In gaming there are only a few boardgames which deal with the Franco-Vietnamese war, and even fewer that concern Dien Bien Phu itself. The ones that do uniformly confirm the French did not have a chance at that battle, indicating the dubious strategy of selecting that high mountain valley for the scene of a major encounter.

That was true of my game as well. Around the time I first wrote my book on Dien Bien Phu, Operation Vulture , I also designed a boardgame on the battle. For those familiar with the gaming of that era, it was a “mini-monster” design with a main board depicting the valley center and French strongpoints, plus a strategic board of the region surrounding Dien Bien Phu. The strategic/tactical split followed the concept of the Avalon Hill Roman era siege game Alesia. Using the strategic board forces could maneuver to the battle, the French in Laos could try and rescue the camp, and the French air force could attempt to reduce the scale of Viet Minh supply. French forces were modeled in companies, with breakdowns to platoons; the Viet Minh were at the battalion-level, with breakdowns to companies. It was a highly detailed boardgame and showed very well the dynamics of the strongpoint battle. Viet Minh forces sustained tremendous losses, but the French could not win.
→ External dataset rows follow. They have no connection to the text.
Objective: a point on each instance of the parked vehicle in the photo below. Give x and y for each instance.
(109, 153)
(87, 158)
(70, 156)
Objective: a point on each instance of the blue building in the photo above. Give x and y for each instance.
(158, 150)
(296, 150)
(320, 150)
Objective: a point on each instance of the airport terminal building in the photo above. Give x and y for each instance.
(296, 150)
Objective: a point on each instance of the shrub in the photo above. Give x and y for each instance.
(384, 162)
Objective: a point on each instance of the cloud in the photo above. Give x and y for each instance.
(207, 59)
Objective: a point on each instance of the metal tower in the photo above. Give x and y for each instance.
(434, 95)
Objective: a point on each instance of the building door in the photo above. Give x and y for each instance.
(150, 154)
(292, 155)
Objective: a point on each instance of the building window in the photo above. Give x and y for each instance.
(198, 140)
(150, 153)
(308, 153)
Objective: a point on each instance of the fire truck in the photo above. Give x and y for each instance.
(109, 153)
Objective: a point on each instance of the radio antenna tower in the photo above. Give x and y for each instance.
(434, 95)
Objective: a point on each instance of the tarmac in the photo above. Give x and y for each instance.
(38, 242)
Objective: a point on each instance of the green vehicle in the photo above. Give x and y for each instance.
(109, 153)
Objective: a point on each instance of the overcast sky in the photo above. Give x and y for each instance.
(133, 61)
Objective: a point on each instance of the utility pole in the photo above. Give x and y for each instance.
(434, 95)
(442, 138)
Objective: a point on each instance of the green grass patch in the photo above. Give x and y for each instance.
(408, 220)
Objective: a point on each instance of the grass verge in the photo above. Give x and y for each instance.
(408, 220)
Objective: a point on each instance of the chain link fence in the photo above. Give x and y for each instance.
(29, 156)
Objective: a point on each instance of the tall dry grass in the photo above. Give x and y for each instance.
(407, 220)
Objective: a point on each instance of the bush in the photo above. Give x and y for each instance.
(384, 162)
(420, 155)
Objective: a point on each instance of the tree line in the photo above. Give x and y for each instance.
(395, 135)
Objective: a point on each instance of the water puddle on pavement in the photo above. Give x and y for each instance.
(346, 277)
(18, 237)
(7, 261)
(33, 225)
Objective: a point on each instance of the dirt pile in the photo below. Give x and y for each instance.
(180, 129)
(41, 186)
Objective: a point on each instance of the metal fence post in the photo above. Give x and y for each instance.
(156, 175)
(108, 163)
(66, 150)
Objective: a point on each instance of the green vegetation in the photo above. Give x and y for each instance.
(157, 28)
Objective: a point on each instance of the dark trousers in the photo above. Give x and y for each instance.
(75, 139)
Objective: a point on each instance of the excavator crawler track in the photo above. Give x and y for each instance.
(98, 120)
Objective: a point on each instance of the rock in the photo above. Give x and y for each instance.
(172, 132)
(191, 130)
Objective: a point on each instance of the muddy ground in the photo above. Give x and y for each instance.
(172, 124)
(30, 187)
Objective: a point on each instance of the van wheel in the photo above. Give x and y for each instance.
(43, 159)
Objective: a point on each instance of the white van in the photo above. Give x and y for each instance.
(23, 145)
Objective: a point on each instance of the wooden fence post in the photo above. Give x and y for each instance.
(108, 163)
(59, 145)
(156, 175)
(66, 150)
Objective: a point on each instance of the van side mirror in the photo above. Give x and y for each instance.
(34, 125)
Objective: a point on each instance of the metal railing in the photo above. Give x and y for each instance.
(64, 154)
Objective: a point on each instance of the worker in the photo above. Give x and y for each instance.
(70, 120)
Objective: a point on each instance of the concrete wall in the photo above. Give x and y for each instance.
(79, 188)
What the generals learn–or do not learn– from history could fill books. Politicians too. Let’s just hope we’re not seeing this lesson repeated today.

House Rules Rule

March 27, 2014– News that Hasbro, the game company, has asked players of its classic Monopoly to write in with their favorite “House Rules” in hopes some of them may be formally included in new editions of the boardgame opens up a vein for discussion. (Personally, my favorites are “Free Parking” gets $500 plus all the fee and fine money; and the one where, if you land directly on “Go,” you double your income.) Media attention has centered on the supposition that Hasbro is updating the game, as they did last year by pulling the Shoe token, holding a poll, and then substituting a Cat. But I think there’s a more interesting question regarding House Rules.

People acquire all kinds of products–including games– which they adapt to their personal preferences. Zero in on boardgames specifically and you’ll find that one of the most frequent adaptations is the adoption of House Rules. For those who’ve never delved into this juicy subject, House Rules are changes you make in the specific rules of a game when you play it at your place (your friend may have different ones at his). Like when you play Poker (five-card draw) and declare that Aces, Deuces, and One-Eyed Jacks will be wild cards, or when a National League team plays at an American League ballpark (and vice versa).

The recent coverage of Monopoly has included some discussion of specific House Rules that seem to be common, like the ones mentioned earlier. What struck me is that so many of the House Rules I saw cited are ones I’m familiar with, either having used myself or played with someone else who utilized them. Coincidence? I think not.

Game rules are littered with ambiguities and questions that may require interpretation. The popular “family”-style games, which skimp on rules to the maximum extent possible in order to bring in the players, are especially prone to this. The more complex games and simulations, as the wargames strive to be, also have ambiguities, plus more perplexing contradictions where the designer or developer changed one aspect of the game without accounting for all the ways that rule interacts with some other. The bottom line is that ambiguities and contradictions can be minimized but never completely eliminated.

My advice has always been to go for it. The game won’t be perfect but it can be what you want it to be. If a House Rule makes the boardgame work better, play faster, or make better sense, by all means use it.

Meanwhile the Monopoly example shows something else very interesting about House Rules–that different players, from a wide variety of backgrounds, in different places, have all come up with the same or similar solutions to game issues. There were only one or two of the House Rules mentioned for that game which I’d not heard of. That was amazing. And amusing. Great minds and all that. So go for it–and keep on gaming!